From 6ae2426d6bcb6174e44ce7cbd67496faec363f1a Mon Sep 17 00:00:00 2001
From: carlosgmartin <cgmartin@andrew.cmu.edu>
Date: Sat, 2 Nov 2024 17:35:42 -0400
Subject: [PATCH] Add Nesterov momentum to AdaBelief optimizer.

---
 optax/_src/alias.py     | 21 +++++++++++++++++++--
 optax/_src/transform.py | 14 ++++++++++++--
 2 files changed, 31 insertions(+), 4 deletions(-)

diff --git a/optax/_src/alias.py b/optax/_src/alias.py
index b3a6807f..3c85eef4 100644
--- a/optax/_src/alias.py
+++ b/optax/_src/alias.py
@@ -36,7 +36,10 @@ def adabelief(
     b1: float = 0.9,
     b2: float = 0.999,
     eps: float = 1e-16,
-    eps_root: float = 1e-16) -> base.GradientTransformation:
+    eps_root: float = 1e-16,
+    *,
+    nesterov: bool = False,
+) -> base.GradientTransformation:
   r"""The AdaBelief optimizer.
 
   AdaBelief is an adaptive learning rate optimizer that focuses on fast
@@ -74,6 +77,13 @@ def adabelief(
       S_t &\leftarrow (m_t, s_t).
     \end{align*}
 
+  With the keyword argument `nesterov=True`, the optimizer uses Nesterov
+  momentum, replacing the above :math:`\hat{m}_t` with
+
+  .. math::
+      \hat{m}_t \leftarrow
+        \beta_1 m_t / {(1-\beta_1^{t+1})} + (1 - \beta_1) g_t / {(1-\beta_1^t)}.
+
   Examples:
     >>> import optax
     >>> import jax
@@ -107,12 +117,19 @@ def adabelief(
     eps_root: Term added to the second moment of the prediction error to
       improve numerical stability. If backpropagating gradients through the
       gradient transformation (e.g. for meta-learning), this must be non-zero.

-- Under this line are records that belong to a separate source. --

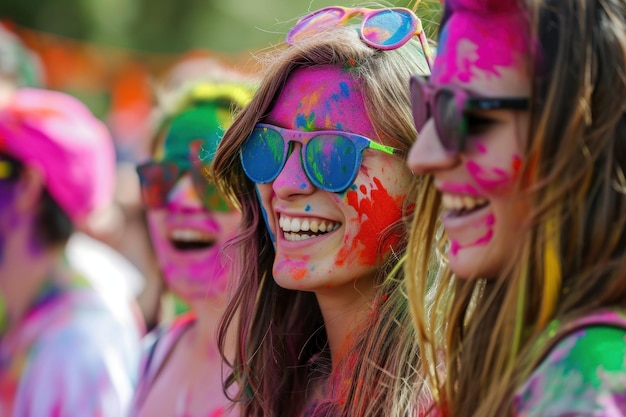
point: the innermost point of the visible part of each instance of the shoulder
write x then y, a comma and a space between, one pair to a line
70, 373
583, 374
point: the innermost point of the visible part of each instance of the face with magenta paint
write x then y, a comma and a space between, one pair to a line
326, 240
485, 55
188, 221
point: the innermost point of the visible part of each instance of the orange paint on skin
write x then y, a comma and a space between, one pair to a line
375, 214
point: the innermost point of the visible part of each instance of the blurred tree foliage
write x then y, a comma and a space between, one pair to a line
175, 26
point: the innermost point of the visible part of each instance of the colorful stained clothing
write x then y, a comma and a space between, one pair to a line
158, 346
70, 356
584, 374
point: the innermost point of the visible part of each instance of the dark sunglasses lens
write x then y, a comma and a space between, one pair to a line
331, 162
156, 181
388, 28
315, 23
207, 191
448, 119
419, 105
263, 155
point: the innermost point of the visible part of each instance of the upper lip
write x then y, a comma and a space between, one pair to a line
460, 196
292, 223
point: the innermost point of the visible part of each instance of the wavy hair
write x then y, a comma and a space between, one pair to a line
281, 332
571, 258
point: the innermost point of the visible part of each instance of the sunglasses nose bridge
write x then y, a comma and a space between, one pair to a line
292, 178
184, 193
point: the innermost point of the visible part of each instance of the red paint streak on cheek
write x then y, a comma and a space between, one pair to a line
517, 166
490, 179
375, 214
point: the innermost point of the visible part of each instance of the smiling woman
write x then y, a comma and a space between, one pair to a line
189, 224
523, 131
316, 163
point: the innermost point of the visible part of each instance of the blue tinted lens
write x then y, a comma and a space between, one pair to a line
389, 28
263, 155
331, 162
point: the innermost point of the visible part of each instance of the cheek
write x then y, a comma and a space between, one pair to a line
228, 223
491, 172
264, 193
376, 205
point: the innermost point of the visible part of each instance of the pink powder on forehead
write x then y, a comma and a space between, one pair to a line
317, 98
485, 42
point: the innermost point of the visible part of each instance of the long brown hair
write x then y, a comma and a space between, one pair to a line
281, 332
571, 259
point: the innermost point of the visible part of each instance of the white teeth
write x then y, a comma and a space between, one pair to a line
296, 237
293, 225
188, 235
458, 202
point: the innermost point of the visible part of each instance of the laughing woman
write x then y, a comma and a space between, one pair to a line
316, 162
526, 142
189, 224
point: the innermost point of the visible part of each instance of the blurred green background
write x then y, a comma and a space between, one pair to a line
110, 53
174, 26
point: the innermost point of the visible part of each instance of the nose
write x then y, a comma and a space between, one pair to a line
292, 180
427, 155
184, 194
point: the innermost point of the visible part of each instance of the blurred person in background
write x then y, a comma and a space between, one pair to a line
63, 350
111, 273
189, 222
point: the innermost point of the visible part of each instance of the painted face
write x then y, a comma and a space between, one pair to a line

+    nesterov: Whether to use Nesterov momentum.
 
   Returns:
     The corresponding `GradientTransformation`.
   """
   return combine.chain(
-      transform.scale_by_belief(b1=b1, b2=b2, eps=eps, eps_root=eps_root),
+      transform.scale_by_belief(
+        b1=b1,
+        b2=b2,
+        eps=eps,
+        eps_root=eps_root,
+        nesterov=nesterov,
+      ),
       transform.scale_by_learning_rate(learning_rate),
   )
 
diff --git a/optax/_src/transform.py b/optax/_src/transform.py
index 394306b0..ab629fbf 100644
--- a/optax/_src/transform.py
+++ b/optax/_src/transform.py
@@ -685,7 +685,9 @@ def scale_by_belief(
     b1: float = 0.9,
     b2: float = 0.999,
     eps: float = 1e-16,
-    eps_root: float = 1e-16
+    eps_root: float = 1e-16,
+    *,
+    nesterov: bool = False,
 ) -> base.GradientTransformation:
   """Rescale updates according to the AdaBelief algorithm.
 
@@ -699,6 +701,7 @@ def scale_by_belief(
     eps_root: Term added to the second moment of the prediction error to
       improve numerical stability. If backpropagating gradients through the
       gradient transformation (e.g. for meta-learning), this must be non-zero.
+    nesterov: Whether to use Nesterov momentum.
 
   Returns:
     A `GradientTransformation` object.
@@ -717,7 +720,14 @@ def update_fn(updates, state, params=None):
     nu = otu.tree_update_moment_per_elem_norm(prediction_error, state.nu, b2, 2)
     nu = jax.tree.map(lambda v: v + eps_root, nu)
     count_inc = numerics.safe_increment(state.count)
-    mu_hat = otu.tree_bias_correction(mu, b1, count_inc)
+    if nesterov:
+      mu_hat = jax.tree.map(
+          lambda m, g: b1 * m + (1 - b1) * g,
+          otu.tree_bias_correction(
+              mu, b1, numerics.safe_increment(count_inc)),
+          otu.tree_bias_correction(updates, b1, count_inc))
+    else:
+      mu_hat = otu.tree_bias_correction(mu, b1, count_inc)
     nu_hat = otu.tree_bias_correction(nu, b2, count_inc)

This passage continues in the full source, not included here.